To put it more plainly, if you explore why you, personally, are practically, emotionally motivated to work on projects related to longtermism, you might find that you don’t feel motivated to work on them at all, and even if you intellectually accept the arguments for longtermism, advancing longtermism is not how you want to live your life. I can anticipate that someone might worry about this — might worry that others will realize that they aren’t motivated or worry that they, themselves will realize aren’t motivated. And so, they might double down on the intellectual arguments and try to put this exploration on a leash. But that won’t work. That’s a half-measure or worse. That’s going through the motions of exploring without really exploring. You might as well not explore at all. I think you should explore (really explore) and see what you find.
The person who has most shaped my thinking about this is the social worker and emotions researcher Brené Brown.

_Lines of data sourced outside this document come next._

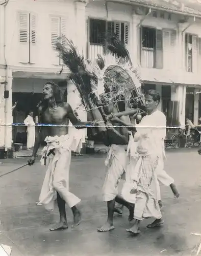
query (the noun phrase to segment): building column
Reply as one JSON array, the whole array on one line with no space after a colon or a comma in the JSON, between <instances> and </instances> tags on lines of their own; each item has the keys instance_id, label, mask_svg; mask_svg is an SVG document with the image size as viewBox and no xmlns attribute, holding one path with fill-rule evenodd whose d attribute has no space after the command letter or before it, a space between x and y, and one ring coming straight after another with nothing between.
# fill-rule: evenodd
<instances>
[{"instance_id":1,"label":"building column","mask_svg":"<svg viewBox=\"0 0 201 256\"><path fill-rule=\"evenodd\" d=\"M6 90L8 91L8 98L5 99L5 150L11 147L12 143L12 70L7 70L7 82L6 86Z\"/></svg>"},{"instance_id":2,"label":"building column","mask_svg":"<svg viewBox=\"0 0 201 256\"><path fill-rule=\"evenodd\" d=\"M86 19L86 6L87 1L77 1L76 7L76 46L80 54L86 58L87 54L87 26Z\"/></svg>"},{"instance_id":3,"label":"building column","mask_svg":"<svg viewBox=\"0 0 201 256\"><path fill-rule=\"evenodd\" d=\"M80 94L76 89L76 86L71 81L68 81L67 86L67 102L71 105L73 110L78 108L77 110L79 119L81 121L87 120L87 114L85 111L85 108L82 104ZM69 135L72 135L74 134L75 128L72 126L72 123L69 121ZM85 137L87 135L87 129L83 129L83 138L84 142L85 142Z\"/></svg>"},{"instance_id":4,"label":"building column","mask_svg":"<svg viewBox=\"0 0 201 256\"><path fill-rule=\"evenodd\" d=\"M181 125L185 125L186 87L173 86L171 88L171 100L179 103L179 121Z\"/></svg>"},{"instance_id":5,"label":"building column","mask_svg":"<svg viewBox=\"0 0 201 256\"><path fill-rule=\"evenodd\" d=\"M1 82L4 82L5 77L0 79ZM5 100L4 99L4 84L0 84L0 146L5 145Z\"/></svg>"},{"instance_id":6,"label":"building column","mask_svg":"<svg viewBox=\"0 0 201 256\"><path fill-rule=\"evenodd\" d=\"M186 27L186 24L179 24L177 30L177 67L179 69L177 70L178 74L185 69L185 42L184 34L182 33L183 30Z\"/></svg>"},{"instance_id":7,"label":"building column","mask_svg":"<svg viewBox=\"0 0 201 256\"><path fill-rule=\"evenodd\" d=\"M132 23L130 28L131 36L130 39L129 52L131 61L134 67L140 63L140 28L138 24L140 22L141 16L136 14L132 15Z\"/></svg>"},{"instance_id":8,"label":"building column","mask_svg":"<svg viewBox=\"0 0 201 256\"><path fill-rule=\"evenodd\" d=\"M158 109L160 110L160 111L162 111L162 85L161 84L156 84L156 91L159 93L161 95L161 100L159 102L159 104L158 105Z\"/></svg>"},{"instance_id":9,"label":"building column","mask_svg":"<svg viewBox=\"0 0 201 256\"><path fill-rule=\"evenodd\" d=\"M199 94L197 93L200 91L199 89L195 89L194 91L195 95L194 96L194 118L193 124L197 125L198 120L199 118Z\"/></svg>"}]
</instances>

She is almost always speaking and writing about epistemic concerns in the context of one’s personal life, but I don’t see why what she says shouldn’t be applied to academic philosophy as well. For example, so much of philosophy and philosophical reasoning is about connecting to your intuition. Many times, you have a feeling that an idea or argument is wrong, but it takes time to work out why. In her book Rising Strong, which I love, Brené Brown describes how to do this process when it comes to your beliefs about yourself and your life story. (She also covers aspects of this in her lecture series The Power of Vulnerability and Rising Strong as a Spiritual Practice, both of which I love.) I have never seen a better discussion of how to do epistemic practice in real life. She’s a social worker writing and speaking about the contexts social workers typically think about, but I don’t see why you wouldn’t apply her ideas to philosophy, science, politics, and so on.
Related to this, something I always appreciated about my great philosophical hero Daniel Dennett is that he was sensitive to the emotional dimensions of philosophical debates. For example, he devotes the beginning of his book Elbow Room: The Varieties of Free Will Worth Wanting to discussing why people find the idea of causal determinism disturbing or frightening in the context of free will. His discussion of consciousness in other books is similarly empathetic and emotionally aware. I’ve long thought that he was a better philosopher for thinking more deeply than one typically sees in philosophy about the anxieties and hopes at play in philosophical debates and putting them front and centre in the discussion. I wonder if this approach was influenced by his views about the role of emotion in cognition. He emphasized that without emotion, thinking wouldn’t be possible in the human brain. I love Dennett and miss him.
On a final note, I want to say that this essay by Fr. Peter Wyg is beautiful, deeply perceptive, and it’s my favourite essay that I’ve read so far for the longtermism essay competition. I would be happy to see it win one of the prizes.